A Jewish couple wants a great photograph of breaking the glass and needs the photographer to know that when everyone dances around the couple and parents hoisted on chairs, it is a big deal. The photographer needs to know how to get the memorable shots.

Same thing at a same-sex wedding. In states that have marriage equality, photographers have learned that shooting a same-sex wedding is its own art form. One groom won’t be coyly posed on the other groom’s lap. Nor will one throw the bouquet. There may not be bridesmaids wearing gowns designed to make an ugly bride look better, but there may be a whole bevy of groomslesbians. Two women may both be wearing dresses. One or both may be in tuxedos. Its just formal wear. No need to freak out.

For a photographer looking to avoid weddings between same-sex couples, there are easy and polite ways to avoid them. It’ll take some work and something called courtesy. These suggestions won’t work for someone looking to start screaming, “I’m Christian and I’m being discriminated against because you’re getting married. It’s the same thing as the Holocaust.”

Here’s how to do what you’re comfortable doing in a way that insults no one and avoids charges of discrimination.

“I have no experience doing same-sex weddings,” a photographer might say, honestly.
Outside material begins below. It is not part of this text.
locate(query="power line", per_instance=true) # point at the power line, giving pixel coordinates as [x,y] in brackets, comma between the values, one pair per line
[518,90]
“Thanks for letting us know,” the gay or lesbian couple should respond and look for someone who does have experience or is eager to gain that experience. The couple will be happier with the results. The unwilling photographer will lose out on a big, new market.

Or the photographer might say, “Oooo, June 14 you say? I’m sorry, I’m booked for every weekend in June next year.”

That photographer was polite and avoided covering something that will be uncomfortable for him or her. The gay or lesbian couple finds someone who wants the business. Everyone’s happy. No one is charging discrimination. No one’s religious convictions are violated.

Do these versions of politeness cover up bigotry? I’m not sure they really do, because I don’t think any homophobic baker, florist or photographer will be able to use them. They’re so blinded by the idea that somehow my civil wedding, which will allow me to file joint taxes with Brian, add him to health insurance policy entirely at my cost if we decide to do so and about 1,000 other special rights heterosexual couples have always enjoyed, interferes with their Christianity demeans and degrades their own religion.

It can’t be on religious grounds that they actually object, unless they’re saying they object to Jewish religious practice. Nothing changes in Judaism. Our rabbis continue performing weddings for same-sex couples, and Israel continues to recognize our marriages.

As one last desperate measure, I have another way to avoid lawsuits and embarrassment for those good Christian bakers, florists and photographers.

If any and all homophobic wedding-related businesses — and that includes venues, restaurants and homophobic Indiana-style pizzerias — will leave their company information here, we’ll make sure a list of those wedding-service providers in the Dallas area who do not want to participate in our joyous occasions is widely distributed. As a caution, some straight people may not want to deal with you either, but why would you want anything to do with those heathens either?